Ontario has unveiled a 25-year plan to stimulate the embattled northern economy, but it’s a strategy critics say comes too late and provides no real road map for a recovery.
“This is all about ensuring that we find ways to continue to develop the north in a way that is sustainable, that doesn’t compromise the environment and also in a way, for the first time, that gives a bigger stake in it to our Aboriginal communities, so that our First Nations in particular can see a bright and promising future,” Premier Dalton McGuinty said after a speech in Belleville, Ont.
The government unveiled the long-awaited growth plan for northern Ontario on Friday, aiming to prepare the economy for changes ahead by strengthening the mining industry and creating regional economic zones.
It calls for partnerships between various colleges, universities and businesses to support research and train northerners for careers in growing fields. The plan also seeks to improve health care for aboriginal communities, promote green technologies and create an inter-regional transportation network.
“The true strength of the north is its people, their resourcefulness and their entrepreneurial spirit,” said Michael Gravelle, minister of northern development, mines and forestry.
“We’re harnessing these qualities to develop a growth plan for northern Ontario that is built by northerners, for northerners.”
The plan comes a day after the province posted a record deficit of $24.7 billion amid a dramatic drop in revenues, and on the same week that the legislature approved changes to Ontario’s Mining Act.
The mining, forestry, tourism and agriculture industries in the north contribute more than $23 billion annually to Ontario’s economy.

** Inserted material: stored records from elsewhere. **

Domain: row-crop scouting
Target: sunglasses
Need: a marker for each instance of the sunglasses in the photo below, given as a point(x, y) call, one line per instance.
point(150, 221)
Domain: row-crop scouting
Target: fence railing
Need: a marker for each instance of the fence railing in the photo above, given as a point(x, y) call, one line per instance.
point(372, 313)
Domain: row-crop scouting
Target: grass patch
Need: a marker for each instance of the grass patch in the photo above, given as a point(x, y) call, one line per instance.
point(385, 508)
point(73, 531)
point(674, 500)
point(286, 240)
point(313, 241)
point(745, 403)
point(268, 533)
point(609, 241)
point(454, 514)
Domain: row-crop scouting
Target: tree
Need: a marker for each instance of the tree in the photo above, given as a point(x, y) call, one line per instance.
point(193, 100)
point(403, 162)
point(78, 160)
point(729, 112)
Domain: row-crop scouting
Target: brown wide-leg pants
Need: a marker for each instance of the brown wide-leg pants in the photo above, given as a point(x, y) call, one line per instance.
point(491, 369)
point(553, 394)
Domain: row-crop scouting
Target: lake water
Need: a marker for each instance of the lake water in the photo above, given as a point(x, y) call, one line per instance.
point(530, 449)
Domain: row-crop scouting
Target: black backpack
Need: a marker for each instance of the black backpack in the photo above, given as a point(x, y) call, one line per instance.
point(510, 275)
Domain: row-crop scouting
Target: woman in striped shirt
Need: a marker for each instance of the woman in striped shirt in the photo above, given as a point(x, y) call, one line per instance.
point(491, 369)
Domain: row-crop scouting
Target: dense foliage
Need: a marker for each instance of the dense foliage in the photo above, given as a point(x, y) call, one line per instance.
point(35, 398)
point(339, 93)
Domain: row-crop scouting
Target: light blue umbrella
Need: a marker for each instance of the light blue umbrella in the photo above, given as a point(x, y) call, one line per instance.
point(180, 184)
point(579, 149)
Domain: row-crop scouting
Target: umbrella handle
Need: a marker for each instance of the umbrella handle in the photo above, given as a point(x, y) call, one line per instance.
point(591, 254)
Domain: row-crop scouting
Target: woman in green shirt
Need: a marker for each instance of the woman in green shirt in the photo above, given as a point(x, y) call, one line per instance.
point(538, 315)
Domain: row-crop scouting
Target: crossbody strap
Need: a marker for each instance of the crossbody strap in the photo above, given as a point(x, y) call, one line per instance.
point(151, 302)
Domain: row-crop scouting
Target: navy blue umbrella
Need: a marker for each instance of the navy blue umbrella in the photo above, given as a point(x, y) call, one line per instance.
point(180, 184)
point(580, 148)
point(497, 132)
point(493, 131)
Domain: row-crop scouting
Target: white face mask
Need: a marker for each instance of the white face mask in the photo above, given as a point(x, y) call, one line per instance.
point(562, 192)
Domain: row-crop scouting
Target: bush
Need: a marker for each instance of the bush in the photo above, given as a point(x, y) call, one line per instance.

The New Democrats have long blasted the government for lacking a plan in the north, and warned economic recovery in many northern Ontario towns was being hampered by the province’s unwillingness to unlock wood supplies and allow new companies to set up shop where major forestry players have shut down operations.
Former NDP leader Howard Hampton, who represents the northern riding of Kenora-Rainy River, said the plan does nothing to bring the forestry jobs that have been lost as a result of “disastrous” hydro and trade policies – and includes no new initiatives.
“It’s as if the McGuinty Liberals are operating with blinders on,” said Hampton.
“Northern Ontario has lost 40,000 direct and indirect forestry jobs because of this government’s policies. This plan does nothing to fix the harm that’s been done.”
Progressive Conservative Leader Tim Hudak said the plan was considerably behind schedule, adding that northern Ontario has one of the key areas of significant private-sector job loss.
“I certainly hope that Dalton McGuinty has a different approach than this tax-more, spend-more, regulate-more, outdated philosophy that’s chased jobs out of northern Ontario,” Hudak said.
The Nishnawbe Aski Nation community wasn’t consulted during the process of drafting the plan, said Grand Chief Stan Beardy, but he remains optimistic that programs could be developed to benefit all northern residents, including First Nations.
“Definitely, we’re very interested,” he said. “We’re very curious what will come down.”
It’s difficult for First Nations communities in the north to tap into government programs aimed at economic development because the reserves are often isolated and don’t always have the necessary infrastructure or so-called “shovel-ready” projects required to qualify.
The government will now begin a consultation process, with the final plan expected at a later date.